Moderator: Gwen Jacobson
Speakers: Alexander Dombowsky and Yuren Zhou
Speaker: Alex Dombowsky
Title: Bayesian Clustering via Fusing of Localized Densities
Abstract: Bayesian clustering typically relies on mixture models, with each component interpreted as a different cluster. After defining a prior for the component parameters and weights, Markov chain Monte Carlo (MCMC) algorithms are commonly used to produce samples from the posterior distribution of the component labels. The data are then clustered by minimizing the expectation of a clustering loss function that favors similarity to the component labels. Unfortunately, although these approaches are routinely implemented, clustering results are highly sensitive to kernel misspecification. For example, if Gaussian kernels are used but the true density of data within a cluster is even slightly non-Gaussian, then clusters will be broken into multiple Gaussian components. To address this problem, we develop Fusing of Localized Densities (FOLD), a novel clustering method that melds components together using the posterior of the kernels. FOLD has a fully Bayesian decision theoretic justification, naturally leads to uncertainty quantification, can be easily implemented as an add-on to MCMC algorithms for mixtures, and favors a small number of distinct clusters. We provide theoretical support for FOLD including clustering optimality under kernel misspecification. In simulated experiments and real data, FOLD outperforms competitors by minimizing the number of clusters while inferring meaningful group structure.

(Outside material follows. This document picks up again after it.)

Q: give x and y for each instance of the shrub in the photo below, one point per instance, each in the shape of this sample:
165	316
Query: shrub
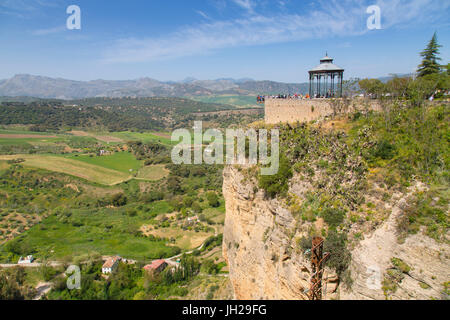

Preprint: https://arxiv.org/abs/2304.00074
Speaker: Yuren Zhou
Title: Bayesian Pyramids with Covariates with Application in Ecology
Abstract: Joint Species Distribution Modeling (JSDM) aims to model the joint distribution of multiple species occurrences and their dependencies on environmental predictors. Traditional JSDM approaches often rely on continuous latent variables to capture dependencies between species occurrences. In this work, we propose a novel approach using multidimensional discrete latent variables, extending the Bayesian Pyramids method to incorporate both sample and meta covariates. Our method demonstrates desirable theoretical properties, including strict and generic identifiability, posterior consistency, and a Bayesian oracle property for deep latent cluster that escapes the curse of dimensionality. We analyze asymptotic regimes where both sample size N and number of species p go to infinity. Preliminary simulation results and application to a Finnish bird dataset are provided. This is an ongoing work with Yuqi Gu and David Dunson, currently in its early stages.